For platforms like Shopify or Etsy, stablecoins can compress payout cycles, and support multi-region treasury models – unlocking global working-capital efficiency. This is where he believed the largest volumes, and the regulatory focus, will eventually concentrate.
Perhaps the most provocative moment came when conversation turned to retail flows and KYC. Melissa asked how institutions should handle investors who hold assets in non-custodial wallets and fall outside traditional pre-KYC frameworks.
Harpal’s response reframed the question. Assuming the customer is already yours, he said:
“…if money can move instantly and at zero cost, why wouldn’t that customer keep assets self‑custodied and then “plug in” to 100 different brokers at will?”
They could see balances across venues, route to the best price, execute, and pull funds back to their own wallet, with the broker functioning more like a credit and execution front‑end than a traditional asset custodian.
Harpal pointed to FTX as a cautionary case: a broker holding and rehypothecating client assets off-chain while presenting itself as an exchange. In a world of programmable, instant money, that structure becomes both unnecessary and unacceptable.
Underpinning this vision is signficant engineering. Harpal described how Integral has built a dedicated Layer-1 blockchain with sub-second block times, around 100x faster than Ethereum, and deploying escrowed, solidity-based stablecoins.

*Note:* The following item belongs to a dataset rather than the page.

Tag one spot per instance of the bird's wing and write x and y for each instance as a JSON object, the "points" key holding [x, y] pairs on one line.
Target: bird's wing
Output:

It is a ground-up design that’s used in PrimeOne for a virtually cost‑free credit system. Change the VM settlement cycle from T+1 or T+2 days to just T+1 minute and the economics of leverage, cost of capital, and access look completely different.
When Zero Changes Everything
The panel closed on a broader theme central to Harpal’s thesis: when zero enters a value chain – zero marginal cost of messaging, zero marginal cost of voice, and now near-zero cost and time to move money – incumbent models don’t transform. They evaporate.
“Just as VOIP wiped out telecoms’ cross-border rents, programmable stablecoin rails will make many fee-heavy, intermediated financial processes look as outdated as per-minute phone charges,” Harpal said. For tech-native users moving seamlessly between FX brokers, crypto apps, and payment platforms, this isn’t a future – it’s the baseline expectation.
Additional themes from the discussion included how brokers can differentiate in an AI-driven market.
The panel reflected on what differentiates brokers who successfully attract AI-driven and highly technical traders. Their insights emphasized the importance of adaptable infrastructure, strong partner ecosystems, and thoughtful investment decisions that help firms stay competitive and avoid becoming acquisition targets in a rapidly changing market.
Closing Thoughts
If there was a single takeaway, it was this: stablecoins are becoming the foundation of a new institutional credit and settlement layer.
Luke outlined the architecture. Jas mapped the operational realities. Rosoman demonstrated live flows. And in closing, Harpal pushed the room to consider what happens when zero finally arrives in the programmability of money – and why the winners will be the institutions that treat stablecoins not as a product line, but as the basis of an entirely new market structure.